Sydney in 1828 was a very different place from today. Half the people living there were convicts. Not all convicts were kept locked up as prisoners are today. Many could walk around where they wanted as long as they went to work and turned up for church on Sunday mornings. Church was important. Any convict who didn’t come to pray could be locked up.

While many people were sent to Australia for crimes that would get them only a fine today, there were others who just kept on doing things they shouldn’t. The problem with keeping all those criminals in one place was that if anyone wanted to pull off a big heist it was easy enough to find experts.



James Dingle, who had been freed in 1827, had a wonderful idea. He knew about a drain under George Street, which led to the foundations of the new Bank of Australia, where rich people kept their money. Why not dig through to the bank? He discussed the matter with a convict, George Farrell, and a man called Thomas Turner, who had been involved in building the bank. Turner gave some advice, but dropped out of the plan in case the police suspected him. The thieves replaced him with a man called Clayton. They invited a safecracker by the name of William Blackstone into their plot. If anyone could make this work, he could.
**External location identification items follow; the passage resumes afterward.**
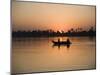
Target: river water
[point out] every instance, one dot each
(31, 55)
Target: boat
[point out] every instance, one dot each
(61, 42)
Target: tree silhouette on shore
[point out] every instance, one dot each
(50, 33)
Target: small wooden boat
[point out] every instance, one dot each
(61, 43)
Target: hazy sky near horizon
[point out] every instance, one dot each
(32, 15)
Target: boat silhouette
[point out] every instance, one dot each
(68, 42)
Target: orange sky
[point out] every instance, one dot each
(32, 15)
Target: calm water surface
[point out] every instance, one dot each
(39, 54)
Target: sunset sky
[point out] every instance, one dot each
(43, 16)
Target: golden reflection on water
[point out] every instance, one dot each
(39, 54)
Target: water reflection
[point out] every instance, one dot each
(40, 54)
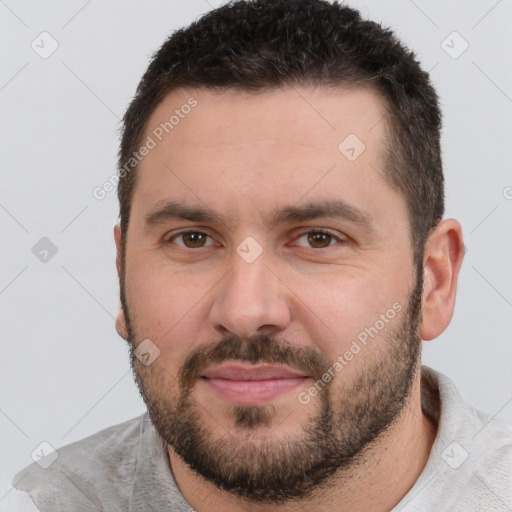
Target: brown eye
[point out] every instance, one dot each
(191, 239)
(319, 239)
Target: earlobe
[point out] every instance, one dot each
(444, 252)
(121, 324)
(120, 320)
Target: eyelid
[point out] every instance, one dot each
(171, 238)
(305, 231)
(337, 237)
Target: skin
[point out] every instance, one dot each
(244, 155)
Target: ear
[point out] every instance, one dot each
(120, 320)
(444, 252)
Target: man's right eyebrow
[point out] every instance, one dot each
(335, 209)
(173, 210)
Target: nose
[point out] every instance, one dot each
(251, 300)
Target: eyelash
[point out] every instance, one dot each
(307, 232)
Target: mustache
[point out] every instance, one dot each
(259, 349)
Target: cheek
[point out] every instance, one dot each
(164, 307)
(337, 311)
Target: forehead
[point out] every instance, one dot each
(278, 144)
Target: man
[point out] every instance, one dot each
(281, 255)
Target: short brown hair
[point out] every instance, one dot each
(263, 44)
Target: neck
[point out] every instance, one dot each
(382, 477)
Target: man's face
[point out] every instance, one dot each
(250, 308)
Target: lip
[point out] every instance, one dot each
(251, 385)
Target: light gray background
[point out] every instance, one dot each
(64, 371)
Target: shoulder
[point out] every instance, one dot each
(17, 501)
(90, 471)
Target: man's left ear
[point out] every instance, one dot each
(444, 252)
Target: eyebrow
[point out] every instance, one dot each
(328, 209)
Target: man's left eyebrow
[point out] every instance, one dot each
(318, 209)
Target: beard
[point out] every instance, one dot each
(251, 460)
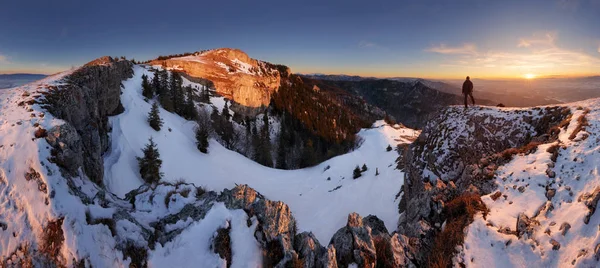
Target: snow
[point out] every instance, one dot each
(192, 248)
(313, 201)
(243, 67)
(24, 208)
(576, 173)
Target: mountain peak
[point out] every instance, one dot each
(245, 80)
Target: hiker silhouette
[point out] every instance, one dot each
(468, 91)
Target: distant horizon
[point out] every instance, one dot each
(434, 39)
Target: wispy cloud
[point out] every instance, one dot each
(4, 59)
(465, 49)
(366, 44)
(371, 45)
(538, 53)
(541, 39)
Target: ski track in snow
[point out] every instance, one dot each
(306, 191)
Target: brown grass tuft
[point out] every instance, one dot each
(459, 213)
(52, 239)
(222, 245)
(581, 124)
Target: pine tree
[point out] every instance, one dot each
(190, 112)
(154, 118)
(225, 112)
(150, 163)
(156, 83)
(147, 90)
(356, 173)
(176, 93)
(202, 139)
(281, 154)
(164, 82)
(265, 143)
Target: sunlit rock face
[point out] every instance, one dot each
(235, 75)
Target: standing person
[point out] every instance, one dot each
(468, 91)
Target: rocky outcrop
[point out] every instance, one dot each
(84, 101)
(234, 74)
(459, 151)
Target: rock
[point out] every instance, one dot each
(40, 133)
(525, 225)
(496, 195)
(308, 248)
(550, 193)
(328, 259)
(86, 99)
(276, 224)
(591, 201)
(354, 244)
(67, 148)
(238, 77)
(377, 226)
(564, 228)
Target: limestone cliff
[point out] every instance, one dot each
(85, 100)
(235, 75)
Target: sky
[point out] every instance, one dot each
(400, 38)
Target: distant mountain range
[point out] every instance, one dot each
(15, 80)
(509, 92)
(410, 101)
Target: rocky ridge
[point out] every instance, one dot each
(458, 153)
(235, 75)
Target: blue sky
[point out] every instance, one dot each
(442, 39)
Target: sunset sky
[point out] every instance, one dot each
(431, 39)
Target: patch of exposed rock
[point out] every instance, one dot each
(234, 74)
(84, 101)
(459, 151)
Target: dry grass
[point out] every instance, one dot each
(52, 240)
(459, 213)
(222, 245)
(186, 192)
(554, 151)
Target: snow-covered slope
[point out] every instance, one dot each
(543, 210)
(320, 197)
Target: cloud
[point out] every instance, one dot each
(371, 45)
(545, 39)
(4, 59)
(536, 54)
(366, 44)
(465, 49)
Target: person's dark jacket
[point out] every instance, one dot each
(467, 87)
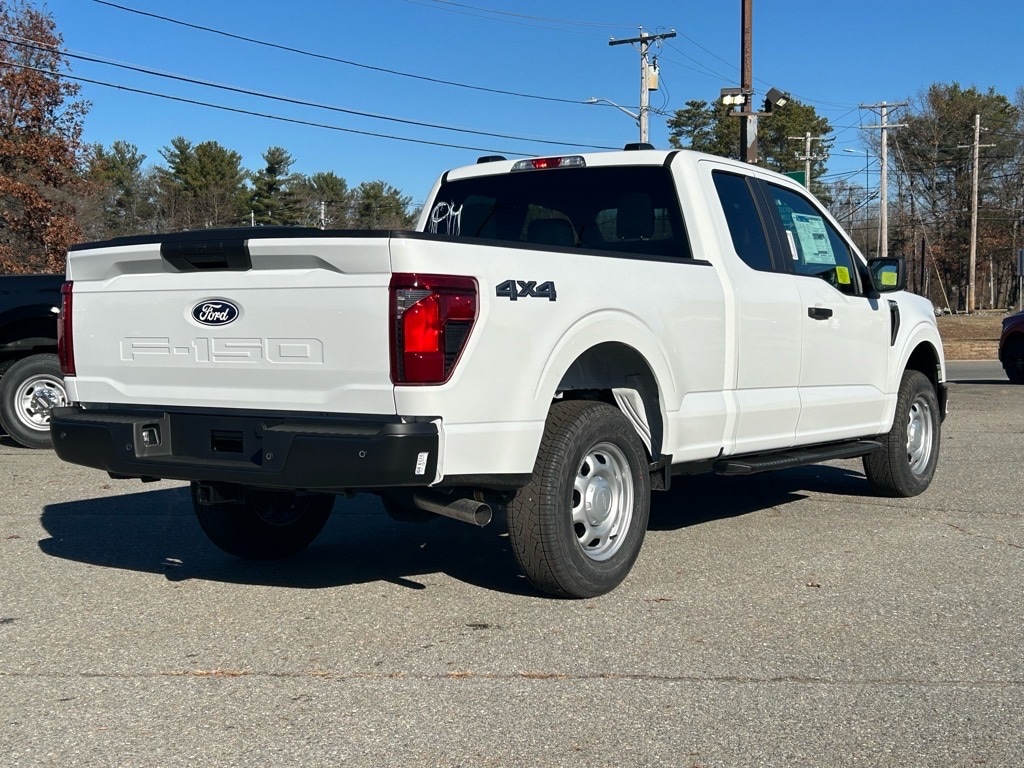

The robbers decided to dig over three Saturday nights. They couldn’t do it on Sundays, because Farrell and Blackstone had to go to church, so they shovelled through the night. On the last Saturday, they were nearly through into the bank’s vault, where the money was kept. They really didn’t want to wait. So Dingle went to the convict supervision office and asked permission for Farrell and Blackstone to miss church that day. Whatever excuse he gave the clerk, it couldn’t have been, ‘They’re busy digging into the bank vault’. Anyway, it worked and they kept digging until Sunday evening.

After a break for sleep, they went back and took absolutely everything kept in the bank. At about 2.30 a.m., they were coming up from the drain with their loot when two policemen came past. They spoke to Dingle, who wasn’t carrying anything and told the officers that he had fallen asleep outside. One of the policemen was a little suspicious because it was a wet night and Dingle was too dry to have been sleeping out in the rain, but he let Dingle go.

On Monday, the robbery was discovered. A reward was offered for any information leading to the arrest of the robbers, but nobody came forward.

Now there was the problem of what to do with the loot. The bank notes were hard to spend, because the bank had records. The thieves decided to use a fence, someone who buys stolen goods and sells them to others. A fence called Woodward offered them a good price for the loot, then simply ran off with it. They did have some money left and they spent it gambling and drinking.

Blackstone was arrested for another crime and sent to Norfolk Island, a very nasty prison. He offered information about the robbery and Woodward, in return for freedom and a ticket back to England. The police agreed and in 1831 rounded up the other thieves. Dingle and Farrell were sentenced to ten years of hard labour. Woodward got fourteen years. We don’t know what happened to Clayton, who wasn’t arrested. Blackstone got his ticket home, but just couldn’t resist stealing from a shop before he went. So much for going home. Blackstone was sentenced to life on Norfolk Island, but somehow managed to get back to Sydney.

However, somebody wasn’t happy with him. In 1844, his body was found in a swamp in what is now the Sydney suburb of Woolloomooloo.

The Bank of Australia struggled on for several years after the robbery, but closed in 1843. The thieves had wiped it out.




DID YOU KNOW…?


Ikey Solomon was one convict who first came to Australia voluntarily. In 1827, Solomon was on trial for receiving stolen goods, but escaped while on his way back to prison: the coachman driving him there was his father-in-law! Solomon got as far as America, but when his wife, Ann, was sent to Tasmania for receiving stolen goods, Solomon went to join her. Everyone knew who he was, but he couldn’t be arrested without the paperwork, which had to come from England. The arrest warrant finally arrived and he was sent back to England for the trial he’d escaped. Then he was transported – to Tasmania! The writer Charles Dickens, who saw his trial, wrote Solomon into his novel Oliver Twist as a villain called Fagin.